You have to love Harry’s negotiating technique, though. In most movies the negotiators are very calm, whereas Harry starts out surly and gradually hits high at the top of his personal rage meter, which should be shown on the bottom of the screen at all times and would be a cool bonus for a special DVD version. A hostage taker makes the mistake early on here of spitting on Harry. Don’t these criminals know who this guy is by now? Don’t they know that he’s going to react badly to this and wind up driving his police cruiser into the store? Don’t they know that he’s going to casually avoid that shotgun blast and shoot them all dead? Shouldn’t criminals know something about their city’s police force? I mean you wouldn’t have to study to hard to learn about this guy. He’s got to be on the cover of the Examiner and the Chronicle every week or so. It does raise the question though. If one member of the police force has shot twenty times as many people as the rest of the police force put together, should he be fired or get a bonus? Are there awards for guys who rack up their 100th kill?
In “The Enforcer,” Harry’s favorite word of disgust is “marvelous” rather than swell, and how can you resist a movie that has a foot chase which falls into a porno shoot and ends up in a Church with a young priest lecturing a tired out and pissed off Callahan? (It’s ok he turns out to be sort of a bad guy too.) Throughout, this is Harry at his comic best. He doesn’t just toss off cool sneering one-liners when he shoots someone. Harry has enough material here to do a weekend at Cobb’s Comedy Club down in the wharf.
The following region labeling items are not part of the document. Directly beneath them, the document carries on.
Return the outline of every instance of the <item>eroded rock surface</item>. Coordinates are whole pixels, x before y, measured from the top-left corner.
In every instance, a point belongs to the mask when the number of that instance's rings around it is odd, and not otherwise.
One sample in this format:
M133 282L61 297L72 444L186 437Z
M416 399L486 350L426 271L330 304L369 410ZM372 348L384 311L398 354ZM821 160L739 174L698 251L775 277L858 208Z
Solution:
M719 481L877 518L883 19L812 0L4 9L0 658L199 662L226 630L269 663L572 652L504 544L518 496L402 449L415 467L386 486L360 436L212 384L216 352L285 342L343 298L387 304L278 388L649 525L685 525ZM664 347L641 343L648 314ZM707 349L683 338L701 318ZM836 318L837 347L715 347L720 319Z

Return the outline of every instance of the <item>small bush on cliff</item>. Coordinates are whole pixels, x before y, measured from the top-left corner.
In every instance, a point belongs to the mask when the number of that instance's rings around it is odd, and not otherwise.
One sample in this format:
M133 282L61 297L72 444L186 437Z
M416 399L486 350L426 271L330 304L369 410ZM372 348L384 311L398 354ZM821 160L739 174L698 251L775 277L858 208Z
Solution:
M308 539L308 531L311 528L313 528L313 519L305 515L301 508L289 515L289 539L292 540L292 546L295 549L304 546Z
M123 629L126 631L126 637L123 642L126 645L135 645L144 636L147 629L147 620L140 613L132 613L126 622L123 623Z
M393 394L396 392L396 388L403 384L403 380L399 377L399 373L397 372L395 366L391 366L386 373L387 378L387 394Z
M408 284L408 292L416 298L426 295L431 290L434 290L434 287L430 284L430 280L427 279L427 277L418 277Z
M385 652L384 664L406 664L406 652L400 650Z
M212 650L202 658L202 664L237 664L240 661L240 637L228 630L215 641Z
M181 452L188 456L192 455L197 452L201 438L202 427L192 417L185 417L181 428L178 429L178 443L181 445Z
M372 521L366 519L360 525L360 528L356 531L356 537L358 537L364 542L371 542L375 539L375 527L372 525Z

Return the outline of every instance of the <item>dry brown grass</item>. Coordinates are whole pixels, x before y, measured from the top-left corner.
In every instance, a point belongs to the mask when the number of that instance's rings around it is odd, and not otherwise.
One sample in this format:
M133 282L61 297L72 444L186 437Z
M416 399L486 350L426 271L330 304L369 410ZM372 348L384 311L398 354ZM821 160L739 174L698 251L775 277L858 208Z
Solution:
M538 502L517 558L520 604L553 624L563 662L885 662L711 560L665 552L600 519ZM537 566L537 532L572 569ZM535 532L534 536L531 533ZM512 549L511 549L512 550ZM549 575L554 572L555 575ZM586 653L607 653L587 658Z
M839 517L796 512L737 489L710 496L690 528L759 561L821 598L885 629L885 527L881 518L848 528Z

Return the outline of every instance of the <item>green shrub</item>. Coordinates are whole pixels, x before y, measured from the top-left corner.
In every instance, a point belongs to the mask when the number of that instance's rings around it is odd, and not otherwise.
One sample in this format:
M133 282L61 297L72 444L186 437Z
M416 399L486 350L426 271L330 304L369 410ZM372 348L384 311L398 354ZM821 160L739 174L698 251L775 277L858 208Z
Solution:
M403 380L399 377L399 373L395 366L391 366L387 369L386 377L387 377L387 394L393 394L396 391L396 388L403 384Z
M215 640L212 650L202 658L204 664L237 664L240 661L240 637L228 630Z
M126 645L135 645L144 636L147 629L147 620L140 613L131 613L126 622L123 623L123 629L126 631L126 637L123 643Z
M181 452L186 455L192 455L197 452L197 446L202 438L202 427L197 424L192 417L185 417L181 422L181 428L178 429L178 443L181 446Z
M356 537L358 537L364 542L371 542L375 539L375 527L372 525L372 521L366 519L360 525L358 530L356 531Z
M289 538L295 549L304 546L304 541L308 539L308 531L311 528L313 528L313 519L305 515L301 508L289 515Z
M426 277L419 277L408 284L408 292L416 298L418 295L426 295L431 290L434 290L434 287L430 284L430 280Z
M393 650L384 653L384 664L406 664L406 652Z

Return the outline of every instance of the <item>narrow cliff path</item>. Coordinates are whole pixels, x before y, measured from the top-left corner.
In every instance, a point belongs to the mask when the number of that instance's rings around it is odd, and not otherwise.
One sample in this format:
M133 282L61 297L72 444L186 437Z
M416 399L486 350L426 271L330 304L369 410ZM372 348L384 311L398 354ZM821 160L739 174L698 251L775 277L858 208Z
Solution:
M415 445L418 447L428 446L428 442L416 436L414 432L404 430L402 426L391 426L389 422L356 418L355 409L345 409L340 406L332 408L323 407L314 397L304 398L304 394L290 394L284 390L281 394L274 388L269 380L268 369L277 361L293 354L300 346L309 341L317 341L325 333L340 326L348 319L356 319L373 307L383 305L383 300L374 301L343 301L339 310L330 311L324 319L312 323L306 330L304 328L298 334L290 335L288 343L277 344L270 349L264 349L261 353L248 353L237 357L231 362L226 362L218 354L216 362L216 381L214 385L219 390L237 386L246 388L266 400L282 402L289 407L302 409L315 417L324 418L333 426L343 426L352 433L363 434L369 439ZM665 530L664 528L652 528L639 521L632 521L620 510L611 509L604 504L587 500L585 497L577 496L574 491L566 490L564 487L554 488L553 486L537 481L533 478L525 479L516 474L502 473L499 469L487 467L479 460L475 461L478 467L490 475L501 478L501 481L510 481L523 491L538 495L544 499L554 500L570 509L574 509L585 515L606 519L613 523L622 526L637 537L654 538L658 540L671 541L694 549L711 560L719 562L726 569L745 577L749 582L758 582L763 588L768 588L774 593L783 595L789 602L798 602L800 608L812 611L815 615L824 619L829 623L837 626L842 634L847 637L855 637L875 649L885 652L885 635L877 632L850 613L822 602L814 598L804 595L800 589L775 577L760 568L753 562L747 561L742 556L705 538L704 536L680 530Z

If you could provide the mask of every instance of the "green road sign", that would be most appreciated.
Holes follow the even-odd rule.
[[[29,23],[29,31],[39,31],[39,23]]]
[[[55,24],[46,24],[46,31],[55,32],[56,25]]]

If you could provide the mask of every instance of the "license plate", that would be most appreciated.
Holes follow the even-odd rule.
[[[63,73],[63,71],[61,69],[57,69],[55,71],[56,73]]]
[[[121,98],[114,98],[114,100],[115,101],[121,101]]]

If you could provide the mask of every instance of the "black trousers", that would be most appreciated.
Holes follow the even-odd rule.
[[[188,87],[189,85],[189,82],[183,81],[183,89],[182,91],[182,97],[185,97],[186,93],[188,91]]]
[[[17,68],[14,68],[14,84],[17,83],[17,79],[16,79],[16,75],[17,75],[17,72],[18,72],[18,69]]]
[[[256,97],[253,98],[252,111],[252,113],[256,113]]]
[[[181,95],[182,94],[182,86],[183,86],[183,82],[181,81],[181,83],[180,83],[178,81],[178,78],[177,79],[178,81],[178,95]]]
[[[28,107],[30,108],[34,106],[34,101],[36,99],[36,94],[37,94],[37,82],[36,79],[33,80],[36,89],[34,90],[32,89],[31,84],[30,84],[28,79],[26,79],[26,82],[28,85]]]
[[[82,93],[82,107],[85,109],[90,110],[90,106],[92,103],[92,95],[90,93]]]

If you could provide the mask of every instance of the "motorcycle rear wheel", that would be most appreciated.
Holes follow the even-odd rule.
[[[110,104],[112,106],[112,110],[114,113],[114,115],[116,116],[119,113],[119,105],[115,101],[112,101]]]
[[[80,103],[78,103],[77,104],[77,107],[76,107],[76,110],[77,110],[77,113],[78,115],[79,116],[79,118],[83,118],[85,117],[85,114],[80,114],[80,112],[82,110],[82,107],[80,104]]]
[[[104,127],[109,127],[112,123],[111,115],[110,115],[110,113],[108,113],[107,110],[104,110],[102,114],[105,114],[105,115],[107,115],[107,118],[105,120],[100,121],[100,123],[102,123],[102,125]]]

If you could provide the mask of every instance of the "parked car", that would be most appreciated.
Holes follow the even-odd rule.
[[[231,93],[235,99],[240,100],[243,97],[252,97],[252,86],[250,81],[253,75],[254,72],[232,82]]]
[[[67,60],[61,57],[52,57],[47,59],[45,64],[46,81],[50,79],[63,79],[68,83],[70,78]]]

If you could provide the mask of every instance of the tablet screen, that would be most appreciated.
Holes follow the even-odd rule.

How about this one: “If she wants to play lumberjack, she’s gonna have to learn to handle her end of the log.” Try to tell me that Arnold, Sly, or even Mel and Danny together were ever this funny, pissed off, or downright scary. Who else in the history of motion pictures would use that “mighty white of you” line surrounded by 12 Black Panthers?
Eventually the Mayor gets kidnaped by a sort of Manson family type, if Charlie had been to Viet-Nam and learned to kill people with a huge hunting knife. We never really find out what cause the terrorists are fighting for, probably because Harry could hardly care less. The Mayor in this movie is such a moron that he leaves Candlestick in the middle of a no-hitter so as not to get caught up in the post-game traffic. He more than deserves to get kidnaped.
“The Enforcer” is also a great travelog of San Francisco. You see the Bridges, Ghiradelli’s, Candlestick Park, China Basin, Coit Tower and a couple massage parlors so you know that the bad guys have to wind up on Alcatraz, although you’d think that being left-wing radicals they would have learned something from those Indians who tried to hold the cold rock itself hostage. In three years, Clint would escape from Alcatraz, but here he only shoots a bunch of terrorists there. He even gets the leader with a rocket! Good fun for everybody — just don’t get too attached to Tyne Daly. It’s also too bad Harry was apparently off on vacation when Dan White shot Harvey Milk and George Moscone.